We can help each other develop patience, and I don’t mean finding ways to test tempers. Elder Neil A. Maxwell of the Quorum of the Twelve Apostles wrote, “So often what people need so much is to be sheltered from the storms of life in the sanctuary of belonging” (Maxwell, “All These Things Shall Give Thee Experience” (2007)). Simply being a friend is a powerful gift to one who needs perspective, faith, and patience.

Many of you know I moved to Gettysburg at the start of a divorce. It is the deepest pain I have known, and for a long time I wanted nothing to do with patience. I only wanted the pain to end. I went back and forth between seeking God and pushing Him away. My faith was faltering and frail. I felt lost. Had it not been for the kindness, love, and friendship many of you have given me, I am certain I would still feel lost. I’m still healing and learning from my past, but I am reconnected to my Savior. I testify He has the power to make life easier! I know this because I have experienced it. He can heal all pain and all wounds, including the ones we create ourselves. My healing began when I finally accepted what I cannot change, and sought patient courage to change the things I can.

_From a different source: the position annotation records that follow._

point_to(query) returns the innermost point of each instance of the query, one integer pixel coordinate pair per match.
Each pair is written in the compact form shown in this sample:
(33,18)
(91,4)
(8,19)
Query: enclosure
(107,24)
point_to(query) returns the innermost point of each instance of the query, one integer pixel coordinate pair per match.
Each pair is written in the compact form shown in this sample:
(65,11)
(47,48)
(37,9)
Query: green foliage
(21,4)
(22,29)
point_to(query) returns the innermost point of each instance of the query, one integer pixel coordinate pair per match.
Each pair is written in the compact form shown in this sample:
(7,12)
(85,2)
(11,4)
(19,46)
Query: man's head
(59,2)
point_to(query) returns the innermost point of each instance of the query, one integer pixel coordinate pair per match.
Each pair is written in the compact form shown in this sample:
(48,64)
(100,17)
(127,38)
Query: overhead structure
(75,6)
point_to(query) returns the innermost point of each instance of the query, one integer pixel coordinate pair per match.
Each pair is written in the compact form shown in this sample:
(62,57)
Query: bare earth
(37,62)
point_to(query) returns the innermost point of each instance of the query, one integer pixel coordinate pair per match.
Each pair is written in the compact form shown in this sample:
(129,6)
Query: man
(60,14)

Surely, Jesus Christ gave us our greatest example of patience:

“He was oppressed, and he was afflicted, yet he opened not his mouth: he is brought as a lamb to the slaughter, and as a sheep before her shearers is dumb, so he openeth not his mouth” (Isaiah 53:7).

He calmly endured insult, physical and emotional injury, betrayal, mocking, abuse of all kinds, and excruciating death. He willingly submitted His will to His Father’s to take upon himself every individual’s pains, afflictions, temptations, sicknesses, infirmities, and sins (Alma 7:11-13). He did all this without complaint or retaliation. He did it because He loves us and He loves His Father.

Whatever hardship you currently face, Jesus Christ wants to make it lighter for you. He wants to endure it with you. All trials have an end. May we choose to trust our Father’s words, “know thou, my [child], that all these things shall give thee experience, and shall be for thy good” (Doctrine and Covenants 122:7).

One thought on “Enduring Trials of Faith with Patience

  1. What helps me with patience is accepting the will of the Lord and that he knows best. I feel your struggles. Divorce is not fun and tears your very soul apart. Fortunately, the Savior will be happy to put it back together.